Não devo me esquecer de no corpo da homenagem escolher alguma fotografia tirada com ele, para ilustrar a matéria, os leitores virem com os seus olhos a sensibilidade nossa, a reciprocidade de nossos sentimentos, a alegria e felicidade por que éramos tomados em nossos encontros. Uma foto minha sozinho, se possível tirada logo após haver sabido do falecimento da personalidade, pois que nela estarão a minha tristeza, as dores que me perpassam o coração, espírito, alma. Não devo colocar mais de duas fotos no corpo da matéria, será carregá-la bastante; se colocar três, as letras não abarcarão as três em seus momentos di-versos e diferentes, o importante não são as fotos, são as letras que revelarão os meus sentimentos, emoções, as fotos são arrebiques e ornamentos para confirmarem e de-monstrarem os meus estados de alma. 

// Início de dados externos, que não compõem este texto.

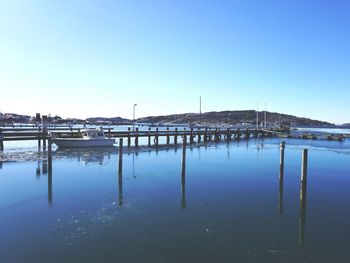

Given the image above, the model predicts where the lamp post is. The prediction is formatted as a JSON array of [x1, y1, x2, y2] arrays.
[[132, 103, 137, 131]]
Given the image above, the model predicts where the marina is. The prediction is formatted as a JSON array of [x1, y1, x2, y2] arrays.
[[0, 137, 350, 262]]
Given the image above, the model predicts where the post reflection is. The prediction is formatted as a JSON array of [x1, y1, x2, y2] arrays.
[[118, 171, 123, 206], [35, 159, 41, 177], [299, 149, 308, 247], [278, 165, 284, 215], [181, 137, 186, 209], [46, 156, 52, 206], [299, 179, 306, 247]]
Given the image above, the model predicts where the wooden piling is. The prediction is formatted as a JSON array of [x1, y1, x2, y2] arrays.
[[300, 149, 308, 200], [182, 135, 187, 170], [154, 128, 159, 147], [278, 166, 284, 215], [128, 127, 131, 147], [118, 138, 123, 206], [118, 138, 123, 174], [166, 127, 170, 145], [0, 129, 4, 151], [135, 127, 139, 147], [280, 141, 286, 170], [47, 162, 52, 206], [174, 128, 179, 145], [190, 128, 194, 144], [38, 125, 41, 149], [148, 128, 151, 147], [47, 136, 52, 165], [299, 149, 308, 246], [197, 128, 202, 143], [47, 136, 52, 206], [118, 168, 123, 206], [42, 115, 47, 149], [181, 135, 186, 209]]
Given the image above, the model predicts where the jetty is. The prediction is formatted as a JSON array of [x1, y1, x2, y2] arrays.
[[0, 125, 279, 150]]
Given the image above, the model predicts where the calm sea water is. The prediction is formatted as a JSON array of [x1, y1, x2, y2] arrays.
[[0, 131, 350, 263]]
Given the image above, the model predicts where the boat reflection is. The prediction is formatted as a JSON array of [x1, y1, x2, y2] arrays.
[[54, 147, 115, 165]]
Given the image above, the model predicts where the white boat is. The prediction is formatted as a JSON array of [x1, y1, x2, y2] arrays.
[[52, 129, 115, 148]]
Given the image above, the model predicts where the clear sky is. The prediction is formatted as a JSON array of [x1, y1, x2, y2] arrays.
[[0, 0, 350, 123]]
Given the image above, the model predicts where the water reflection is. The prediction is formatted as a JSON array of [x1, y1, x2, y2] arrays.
[[54, 147, 115, 165], [181, 141, 186, 209], [47, 159, 52, 206], [118, 171, 123, 206], [278, 165, 284, 215]]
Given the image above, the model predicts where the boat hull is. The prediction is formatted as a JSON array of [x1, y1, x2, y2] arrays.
[[52, 138, 115, 148]]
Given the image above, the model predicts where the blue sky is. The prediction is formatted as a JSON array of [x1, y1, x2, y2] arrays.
[[0, 0, 350, 123]]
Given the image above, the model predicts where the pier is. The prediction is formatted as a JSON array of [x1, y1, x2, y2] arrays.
[[0, 125, 278, 150]]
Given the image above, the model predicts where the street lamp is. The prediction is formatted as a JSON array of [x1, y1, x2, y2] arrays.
[[132, 103, 137, 130]]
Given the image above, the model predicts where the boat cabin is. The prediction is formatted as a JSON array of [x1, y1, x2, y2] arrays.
[[82, 129, 105, 140]]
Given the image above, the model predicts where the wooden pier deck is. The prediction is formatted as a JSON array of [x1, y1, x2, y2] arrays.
[[0, 127, 277, 150]]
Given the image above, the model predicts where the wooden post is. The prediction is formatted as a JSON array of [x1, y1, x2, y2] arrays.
[[148, 128, 151, 147], [135, 127, 139, 147], [47, 136, 52, 166], [174, 128, 178, 145], [181, 135, 186, 209], [38, 124, 41, 149], [278, 141, 286, 215], [166, 127, 170, 145], [226, 128, 231, 142], [236, 128, 241, 140], [118, 165, 123, 206], [118, 138, 123, 206], [118, 138, 123, 174], [128, 127, 131, 147], [190, 128, 194, 144], [300, 149, 308, 200], [253, 128, 259, 138], [42, 115, 47, 149], [197, 128, 202, 143], [278, 166, 284, 215], [0, 129, 4, 151], [280, 141, 286, 170], [299, 149, 308, 246], [154, 128, 159, 147], [47, 136, 52, 206]]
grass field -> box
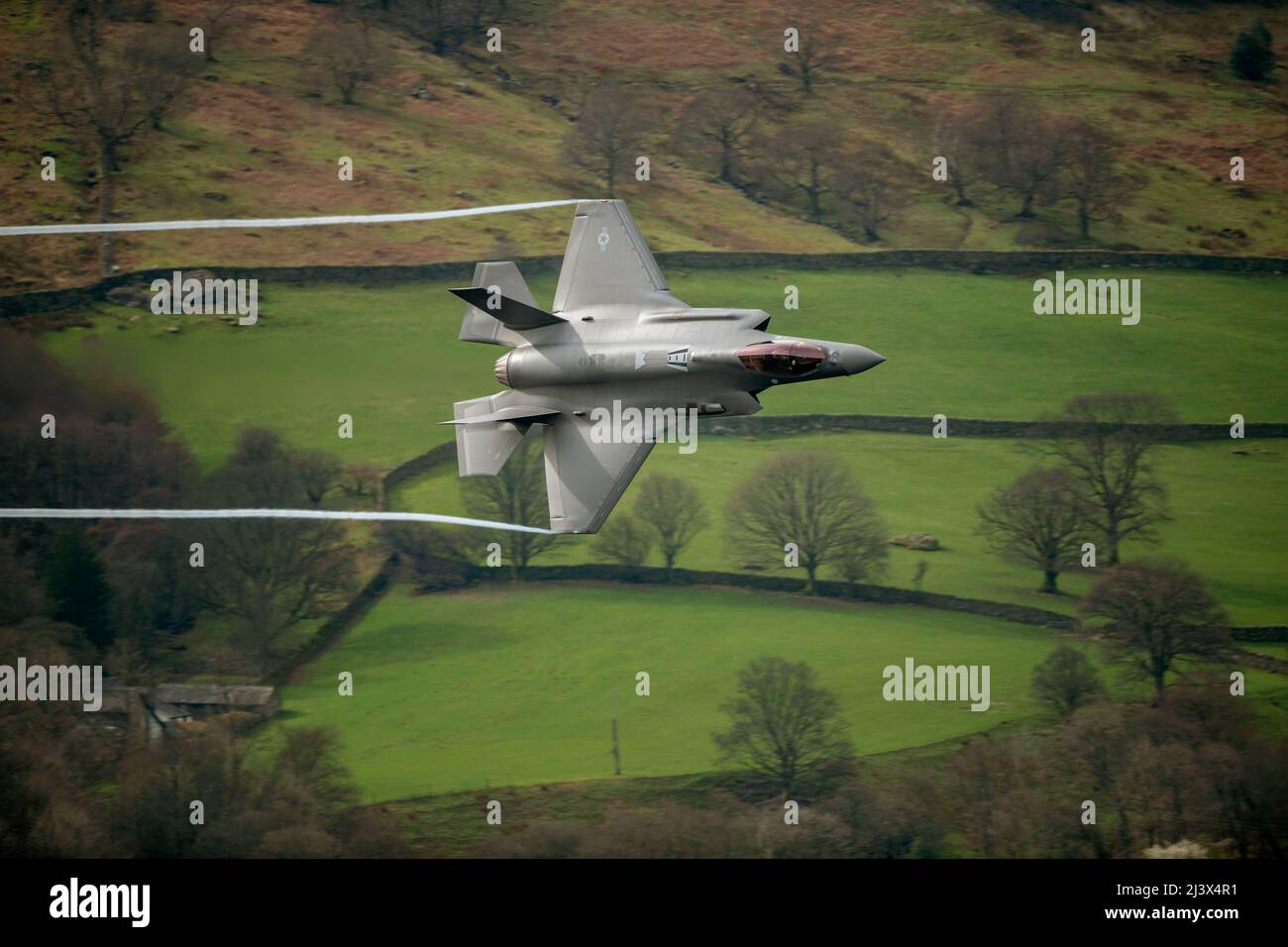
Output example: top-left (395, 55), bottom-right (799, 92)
top-left (47, 270), bottom-right (1288, 467)
top-left (283, 586), bottom-right (1052, 800)
top-left (283, 585), bottom-right (1288, 801)
top-left (391, 430), bottom-right (1288, 625)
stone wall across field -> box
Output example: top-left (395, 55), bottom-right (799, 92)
top-left (474, 563), bottom-right (1076, 630)
top-left (698, 414), bottom-right (1288, 443)
top-left (0, 250), bottom-right (1288, 318)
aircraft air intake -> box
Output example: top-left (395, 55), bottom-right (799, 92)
top-left (492, 352), bottom-right (514, 388)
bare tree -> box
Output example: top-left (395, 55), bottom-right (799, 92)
top-left (976, 468), bottom-right (1090, 595)
top-left (930, 103), bottom-right (993, 207)
top-left (833, 143), bottom-right (909, 240)
top-left (39, 0), bottom-right (193, 275)
top-left (1081, 558), bottom-right (1231, 706)
top-left (200, 429), bottom-right (355, 672)
top-left (339, 460), bottom-right (385, 506)
top-left (563, 86), bottom-right (654, 197)
top-left (673, 86), bottom-right (760, 184)
top-left (836, 525), bottom-right (886, 587)
top-left (461, 440), bottom-right (558, 581)
top-left (1060, 120), bottom-right (1130, 240)
top-left (295, 451), bottom-right (342, 506)
top-left (783, 18), bottom-right (845, 95)
top-left (125, 31), bottom-right (201, 132)
top-left (308, 23), bottom-right (380, 106)
top-left (1031, 644), bottom-right (1105, 716)
top-left (635, 474), bottom-right (708, 581)
top-left (715, 657), bottom-right (854, 796)
top-left (399, 0), bottom-right (474, 55)
top-left (970, 94), bottom-right (1068, 218)
top-left (761, 121), bottom-right (841, 222)
top-left (1034, 394), bottom-right (1177, 566)
top-left (728, 454), bottom-right (888, 594)
top-left (595, 511), bottom-right (653, 570)
top-left (201, 0), bottom-right (246, 61)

São princípios bem interessantes a serem seguidos na escritura de uma homenagem póstuma, se fossem verdadeiros, sinceros, sérios, o falecido no além sentir-se-ia muitíssimo feliz e alegre por saber haver sido tão querido, amado, reconhecido como homem e personalidade. Mas os colunistas sociais estão em busca do sucesso, da fama, montados na imagem do falecido, nas suas glórias, méritos, feitos. São verdadeiros urubus, no fundo desejam que personalidades e mais personalidades passem desta para a melhor, de bago em bago a galinha enche o papo, a eternidade estará entupigaitada de homenagens póstumas, de preferência os que são de minhas relações, com quem  estive próximo, bem íntimo. Escrever homenagem póstuma para personalidade a quem não vi nem mais gorda nem mais magra é tarefa árdua, tem de ser muito artista para dizer de sentimentos que nunca se sentiu; mesmo assim há quem consiga, a hipocrisia sua já foi por inteira re-velada, são os ossos do ofício dos colunistas, de tanto viverem de imagens, de letras sociais, não é difícil coisa nenhuma, facílimo, em verdade. Os experts, e são tantos, conseguem até ser mais sensíveis e fraternos com os seus sentimentos em relação ao falecido com quem nunca se encontraram, sensibilizam os leitores, no fundo desejando serem tão sensíveis quanto eles, do que os com quem conviveram, atrapalham-se todo, as dores e os sofrimentos são tantos que se torna difícil registrá-los, tornarem-lhes verdadeiros, acabam sendo fingidos e mais hipócritas ainda.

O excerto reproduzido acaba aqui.